- Birth name: Anne Kavanagh
- Born: 28 March 1939 Rotunda hospital, Dublin, Ireland
- Died: 21 April 2011 (aged 72)

= Anne Bushnell =

Anne Bushnell (28 March 1939 – 21 April 2011) was an Irish jazz and blues singer and cabaret performer.

==Early life and family==
Anne Bushnell was born Anne Kavanagh in the Rotunda Hospital, Dublin on 28 March 1939. She was one of four children of John Kavanagh and Evelyn (née Ledwidge). Her father was a motor mechanic with a business on Arnott Street, Portobello, with the family living in Milltown. Bushnell danced on the stage of the Theatre Royal as a child, and was a junior Irish champion dancer. She attended the St Louis convent school in Rathmines, where she performed in plays and musicals and sang in the school choir. The nuns disapproved of her musical influences, and tried to dissuade her interest in jazz and "the music of the night". Due to the family's financial circumstances, she left school at age 16 and took a job as a typist. She married Tony Bushnell in April 1961. He was a salesman who shared her interest in music. The couple moved to Templeogue, and had a daughter, Suzanne, and a son, Paul. Paul is now a session musician based in Los Angeles, and Suzanne sings with a female vocal harmony group, Fallen Angels.

==Career==
Bushnell had continued to perform in amateur musicals, and from the early 1960s she sang with an Irish céilí band. With help from her husband's musical family, she sang in Dublin jazz clubs from 1967, emerging as a well respected jazz and blues vocalist and cabaret performer. She competed in the national song contest in 1968 singing Ballad to a Boy, and became a resident singer in the RTÉ Light Orchestra. By the late 1960s, Bushnell was one of the busiest singers in Ireland, singing jingles for radio and TV commercials, and featuring on showband records as a backing singer. She was a regular guest on RTÉ television variety shows from 1970, including hosting Girls, girls, girls.

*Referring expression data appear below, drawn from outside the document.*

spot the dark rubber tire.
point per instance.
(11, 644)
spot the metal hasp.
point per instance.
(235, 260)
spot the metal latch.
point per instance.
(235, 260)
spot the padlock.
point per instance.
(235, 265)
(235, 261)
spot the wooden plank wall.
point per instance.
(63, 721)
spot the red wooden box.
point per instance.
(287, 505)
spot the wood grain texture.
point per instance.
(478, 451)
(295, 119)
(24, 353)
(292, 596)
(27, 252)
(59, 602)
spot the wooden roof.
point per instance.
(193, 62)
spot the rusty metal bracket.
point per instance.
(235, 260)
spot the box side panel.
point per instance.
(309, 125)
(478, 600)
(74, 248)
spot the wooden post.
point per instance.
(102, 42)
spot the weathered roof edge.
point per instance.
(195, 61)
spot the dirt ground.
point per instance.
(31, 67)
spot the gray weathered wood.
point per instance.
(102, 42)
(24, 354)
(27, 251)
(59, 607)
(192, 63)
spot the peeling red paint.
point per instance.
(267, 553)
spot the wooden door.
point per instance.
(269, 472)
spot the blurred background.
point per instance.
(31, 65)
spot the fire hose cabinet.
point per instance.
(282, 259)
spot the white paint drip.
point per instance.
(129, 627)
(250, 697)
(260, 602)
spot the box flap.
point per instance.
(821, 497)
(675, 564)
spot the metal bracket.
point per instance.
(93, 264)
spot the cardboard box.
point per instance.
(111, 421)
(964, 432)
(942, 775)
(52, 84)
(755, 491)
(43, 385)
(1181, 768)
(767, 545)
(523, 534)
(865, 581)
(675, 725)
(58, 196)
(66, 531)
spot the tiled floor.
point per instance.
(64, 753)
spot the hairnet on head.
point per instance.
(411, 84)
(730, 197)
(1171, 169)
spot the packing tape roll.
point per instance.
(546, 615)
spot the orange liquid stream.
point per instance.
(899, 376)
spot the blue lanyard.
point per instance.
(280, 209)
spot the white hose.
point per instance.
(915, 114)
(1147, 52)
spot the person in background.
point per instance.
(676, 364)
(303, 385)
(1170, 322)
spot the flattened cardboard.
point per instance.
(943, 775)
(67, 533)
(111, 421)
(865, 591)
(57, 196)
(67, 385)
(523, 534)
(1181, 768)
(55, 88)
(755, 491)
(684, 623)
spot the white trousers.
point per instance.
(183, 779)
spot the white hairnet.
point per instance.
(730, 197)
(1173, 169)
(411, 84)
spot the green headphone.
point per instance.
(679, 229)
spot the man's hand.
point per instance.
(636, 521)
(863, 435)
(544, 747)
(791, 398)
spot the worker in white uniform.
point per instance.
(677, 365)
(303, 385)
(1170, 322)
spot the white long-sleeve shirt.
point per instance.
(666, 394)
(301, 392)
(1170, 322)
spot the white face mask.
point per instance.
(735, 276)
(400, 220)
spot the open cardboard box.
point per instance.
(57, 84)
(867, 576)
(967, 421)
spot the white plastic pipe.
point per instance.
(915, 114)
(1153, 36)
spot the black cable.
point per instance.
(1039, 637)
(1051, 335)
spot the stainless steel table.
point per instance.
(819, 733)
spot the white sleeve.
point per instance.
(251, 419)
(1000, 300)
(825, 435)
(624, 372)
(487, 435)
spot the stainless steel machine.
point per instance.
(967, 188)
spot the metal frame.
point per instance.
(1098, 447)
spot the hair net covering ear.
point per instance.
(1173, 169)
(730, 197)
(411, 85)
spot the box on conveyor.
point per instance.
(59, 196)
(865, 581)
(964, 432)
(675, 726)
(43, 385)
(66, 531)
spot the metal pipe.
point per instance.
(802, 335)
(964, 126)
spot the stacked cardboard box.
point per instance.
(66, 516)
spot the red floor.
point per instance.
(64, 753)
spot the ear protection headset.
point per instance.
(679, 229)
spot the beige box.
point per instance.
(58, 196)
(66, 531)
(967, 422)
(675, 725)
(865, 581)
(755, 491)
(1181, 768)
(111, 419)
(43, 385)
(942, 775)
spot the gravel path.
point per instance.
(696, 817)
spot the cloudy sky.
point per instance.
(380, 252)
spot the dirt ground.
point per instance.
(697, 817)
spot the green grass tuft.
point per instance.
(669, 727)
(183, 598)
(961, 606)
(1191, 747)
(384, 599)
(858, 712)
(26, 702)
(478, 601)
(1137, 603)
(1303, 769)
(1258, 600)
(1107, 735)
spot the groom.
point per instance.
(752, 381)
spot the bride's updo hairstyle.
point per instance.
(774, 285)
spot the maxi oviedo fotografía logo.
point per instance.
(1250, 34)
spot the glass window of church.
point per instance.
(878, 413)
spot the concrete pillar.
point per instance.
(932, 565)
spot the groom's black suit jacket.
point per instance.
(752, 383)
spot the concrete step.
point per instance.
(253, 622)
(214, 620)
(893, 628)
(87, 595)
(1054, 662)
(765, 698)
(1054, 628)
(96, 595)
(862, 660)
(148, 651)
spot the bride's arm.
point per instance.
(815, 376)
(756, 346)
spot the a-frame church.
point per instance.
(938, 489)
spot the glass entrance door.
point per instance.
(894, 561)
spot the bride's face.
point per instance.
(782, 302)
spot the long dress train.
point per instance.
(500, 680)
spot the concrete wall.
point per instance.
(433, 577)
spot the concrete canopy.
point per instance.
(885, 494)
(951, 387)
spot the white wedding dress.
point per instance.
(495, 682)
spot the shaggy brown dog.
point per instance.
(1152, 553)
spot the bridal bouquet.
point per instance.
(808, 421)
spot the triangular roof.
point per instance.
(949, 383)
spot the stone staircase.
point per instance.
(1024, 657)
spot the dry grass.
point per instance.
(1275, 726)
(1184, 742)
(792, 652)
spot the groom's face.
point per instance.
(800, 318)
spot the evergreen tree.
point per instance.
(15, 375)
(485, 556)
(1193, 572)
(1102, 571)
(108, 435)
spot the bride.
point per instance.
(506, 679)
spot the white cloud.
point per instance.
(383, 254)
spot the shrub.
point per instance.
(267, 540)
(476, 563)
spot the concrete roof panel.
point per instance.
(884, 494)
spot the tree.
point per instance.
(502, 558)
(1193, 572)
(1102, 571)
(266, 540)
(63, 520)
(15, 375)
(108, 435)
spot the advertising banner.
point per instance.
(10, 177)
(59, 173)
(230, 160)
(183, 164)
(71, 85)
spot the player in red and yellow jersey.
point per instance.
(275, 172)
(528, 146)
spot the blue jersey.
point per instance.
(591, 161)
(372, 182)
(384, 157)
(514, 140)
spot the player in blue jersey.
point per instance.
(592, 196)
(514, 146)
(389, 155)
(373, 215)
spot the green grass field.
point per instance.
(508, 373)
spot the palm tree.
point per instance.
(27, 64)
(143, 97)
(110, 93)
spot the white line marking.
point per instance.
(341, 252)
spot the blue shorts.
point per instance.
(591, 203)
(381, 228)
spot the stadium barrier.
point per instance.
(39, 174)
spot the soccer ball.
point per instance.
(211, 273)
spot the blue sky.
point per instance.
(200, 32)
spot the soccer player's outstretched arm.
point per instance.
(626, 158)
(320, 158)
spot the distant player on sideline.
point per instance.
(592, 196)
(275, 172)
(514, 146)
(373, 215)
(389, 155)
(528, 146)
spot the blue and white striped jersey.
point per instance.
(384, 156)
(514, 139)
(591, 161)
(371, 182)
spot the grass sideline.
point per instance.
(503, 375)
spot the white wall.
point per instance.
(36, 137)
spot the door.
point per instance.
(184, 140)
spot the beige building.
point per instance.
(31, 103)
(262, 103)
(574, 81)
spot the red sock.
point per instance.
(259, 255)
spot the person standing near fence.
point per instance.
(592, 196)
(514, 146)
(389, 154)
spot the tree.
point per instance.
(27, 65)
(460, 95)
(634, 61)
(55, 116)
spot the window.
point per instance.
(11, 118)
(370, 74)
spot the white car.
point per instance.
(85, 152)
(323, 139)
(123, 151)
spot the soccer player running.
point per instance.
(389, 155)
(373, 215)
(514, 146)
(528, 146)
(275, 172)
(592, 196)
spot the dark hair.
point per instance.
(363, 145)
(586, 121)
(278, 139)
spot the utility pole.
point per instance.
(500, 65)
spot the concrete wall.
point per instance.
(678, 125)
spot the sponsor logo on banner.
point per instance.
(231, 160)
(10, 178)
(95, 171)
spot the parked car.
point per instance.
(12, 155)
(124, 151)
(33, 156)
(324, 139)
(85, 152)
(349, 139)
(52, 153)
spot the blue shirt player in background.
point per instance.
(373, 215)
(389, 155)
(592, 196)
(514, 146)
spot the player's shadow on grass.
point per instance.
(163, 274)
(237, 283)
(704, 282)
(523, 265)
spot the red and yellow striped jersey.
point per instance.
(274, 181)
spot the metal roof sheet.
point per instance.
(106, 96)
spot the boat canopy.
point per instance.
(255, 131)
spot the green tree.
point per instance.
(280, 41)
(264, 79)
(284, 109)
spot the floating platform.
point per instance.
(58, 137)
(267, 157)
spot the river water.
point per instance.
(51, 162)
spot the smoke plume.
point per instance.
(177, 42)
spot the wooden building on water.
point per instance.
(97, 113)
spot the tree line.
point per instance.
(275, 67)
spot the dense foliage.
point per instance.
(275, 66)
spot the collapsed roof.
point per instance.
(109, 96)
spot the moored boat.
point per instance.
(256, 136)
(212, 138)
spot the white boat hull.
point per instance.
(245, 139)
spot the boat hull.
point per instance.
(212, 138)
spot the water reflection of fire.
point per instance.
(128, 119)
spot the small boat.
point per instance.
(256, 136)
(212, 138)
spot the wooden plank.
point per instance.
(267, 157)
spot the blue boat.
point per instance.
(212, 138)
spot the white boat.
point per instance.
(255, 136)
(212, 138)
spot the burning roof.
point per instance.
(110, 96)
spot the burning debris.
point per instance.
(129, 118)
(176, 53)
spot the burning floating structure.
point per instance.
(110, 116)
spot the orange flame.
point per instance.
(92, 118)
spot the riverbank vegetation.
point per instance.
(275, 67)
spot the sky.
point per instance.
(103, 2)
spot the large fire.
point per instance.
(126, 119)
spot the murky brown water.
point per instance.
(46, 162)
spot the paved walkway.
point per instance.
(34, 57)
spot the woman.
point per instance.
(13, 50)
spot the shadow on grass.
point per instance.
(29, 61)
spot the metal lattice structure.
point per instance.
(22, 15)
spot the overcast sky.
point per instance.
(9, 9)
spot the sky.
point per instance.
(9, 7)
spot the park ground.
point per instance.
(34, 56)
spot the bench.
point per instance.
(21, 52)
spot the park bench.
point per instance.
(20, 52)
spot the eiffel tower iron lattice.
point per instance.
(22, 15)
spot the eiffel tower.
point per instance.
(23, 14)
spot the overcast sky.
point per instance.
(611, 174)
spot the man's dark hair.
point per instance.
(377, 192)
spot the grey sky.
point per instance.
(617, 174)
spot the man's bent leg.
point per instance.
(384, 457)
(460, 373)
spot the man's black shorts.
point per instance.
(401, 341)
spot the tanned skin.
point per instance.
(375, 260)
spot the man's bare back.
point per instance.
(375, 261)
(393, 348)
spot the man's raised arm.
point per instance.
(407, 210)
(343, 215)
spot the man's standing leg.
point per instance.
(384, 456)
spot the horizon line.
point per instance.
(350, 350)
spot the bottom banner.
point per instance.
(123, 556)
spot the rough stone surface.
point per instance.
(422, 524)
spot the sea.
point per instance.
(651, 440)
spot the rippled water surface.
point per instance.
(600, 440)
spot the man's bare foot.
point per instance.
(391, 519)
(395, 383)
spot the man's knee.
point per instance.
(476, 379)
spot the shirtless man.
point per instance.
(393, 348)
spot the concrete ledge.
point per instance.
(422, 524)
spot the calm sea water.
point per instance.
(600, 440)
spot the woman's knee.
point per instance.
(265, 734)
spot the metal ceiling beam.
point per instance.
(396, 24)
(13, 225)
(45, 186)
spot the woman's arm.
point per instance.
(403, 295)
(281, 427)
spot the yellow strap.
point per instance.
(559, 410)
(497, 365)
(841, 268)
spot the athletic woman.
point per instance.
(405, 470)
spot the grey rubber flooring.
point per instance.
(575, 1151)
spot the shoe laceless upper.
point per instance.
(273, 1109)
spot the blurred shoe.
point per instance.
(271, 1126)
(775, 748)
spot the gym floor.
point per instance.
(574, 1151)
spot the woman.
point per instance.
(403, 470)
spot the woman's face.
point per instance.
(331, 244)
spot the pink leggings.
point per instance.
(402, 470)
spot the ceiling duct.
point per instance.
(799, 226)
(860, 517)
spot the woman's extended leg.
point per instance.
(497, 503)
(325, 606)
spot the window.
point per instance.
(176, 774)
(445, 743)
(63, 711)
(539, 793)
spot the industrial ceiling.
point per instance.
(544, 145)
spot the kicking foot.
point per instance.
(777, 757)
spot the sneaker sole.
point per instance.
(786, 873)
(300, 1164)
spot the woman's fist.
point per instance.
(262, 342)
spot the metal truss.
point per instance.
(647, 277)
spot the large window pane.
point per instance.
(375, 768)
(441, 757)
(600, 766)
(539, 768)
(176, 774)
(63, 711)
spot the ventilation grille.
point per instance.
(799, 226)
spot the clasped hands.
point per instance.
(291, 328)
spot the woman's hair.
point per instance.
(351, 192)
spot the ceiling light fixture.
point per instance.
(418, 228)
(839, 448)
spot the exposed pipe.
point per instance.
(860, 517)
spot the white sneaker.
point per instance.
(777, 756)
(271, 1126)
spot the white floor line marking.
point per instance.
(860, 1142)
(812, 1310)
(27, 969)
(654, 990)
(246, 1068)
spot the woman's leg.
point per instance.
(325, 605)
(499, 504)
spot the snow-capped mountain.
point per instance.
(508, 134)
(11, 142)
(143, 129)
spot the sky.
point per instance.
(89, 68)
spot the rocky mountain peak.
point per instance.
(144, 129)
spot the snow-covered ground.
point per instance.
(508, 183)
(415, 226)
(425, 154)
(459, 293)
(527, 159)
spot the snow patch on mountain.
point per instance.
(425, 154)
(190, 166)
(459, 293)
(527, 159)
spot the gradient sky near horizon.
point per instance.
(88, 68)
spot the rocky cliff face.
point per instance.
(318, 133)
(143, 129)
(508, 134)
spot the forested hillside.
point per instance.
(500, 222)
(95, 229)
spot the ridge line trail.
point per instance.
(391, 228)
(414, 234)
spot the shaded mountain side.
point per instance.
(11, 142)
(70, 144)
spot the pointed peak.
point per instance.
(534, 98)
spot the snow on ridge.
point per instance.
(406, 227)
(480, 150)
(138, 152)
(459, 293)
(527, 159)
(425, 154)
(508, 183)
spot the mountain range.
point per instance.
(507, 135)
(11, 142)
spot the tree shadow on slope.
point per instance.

From 1972 to 1974, Bushnell was part of a group called Family Pride, which was a group of session musicians who recorded together regularly. They competed in the 1973 national song contest, playing in Dublin venues and on radio shows. The group had two top ten Irish hits. Their 1973 album, Family Pride, was not a chart success however. Bushnell represented Ireland at a number of international contests and festivals as a solo artist, releasing a few singles and an unsuccessful album with CBS Records, Are you ready (1977). She was a backing singer for two of Ireland's entries to the Eurovision Song Contest in 1974 and 1980. She was a regular in stage musicals from the mid to later 1970s, in productions such as the tribute shows to Jacques Brel (1974) and Bing Crosby (1978), sometimes performing alongside her brother John Kavanagh. From the late 1970s she appeared in pantomimes with Maureen Potter.

In 1984 Bushnell starred in a musical based on the life of Édith Piaf, No regrets, written specially for her by Leland Bardwell. She was lauded for capturing Piaf's stage presence and husky voice. The show suffered when it had to move from the Gaiety Theatre to the National Stadium. Bushnell reworked it into a successful one-woman show called The Little Sparrow, and also devised a one-woman tribute to Judy Garland. Her cabaret act in the late 1980s was highly successful, featuring big numbers by Brel, Garland, and Piaf. Due to her talent at singing blues and jazz, she was awarded the freedom of New Orleans by its mayor in 1986.

==Later life and death==
Bushnell struggled with depression brought on initially by an underactive thyroid, and later exacerbated by her father's death and her husband's unemployment in the late 1980s. Disheartened by the lack of recognition in Ireland and her family's financial difficulties, she considered emigrating or returning to her career as a typist. To aid with her depression, she took up painting in 1992, holding a number of exhibitions in Dublin. She continued to sing regularly until her death, often at events for charity. She was awarded the Cheshire Foundation award in 1994 for her charitable work. Bushnell also appeared in the film Agnes Browne. She died on 21 April 2011 in Tallaght Hospital, County Dublin of cancer, and was cremated at Mount Jerome Crematorium.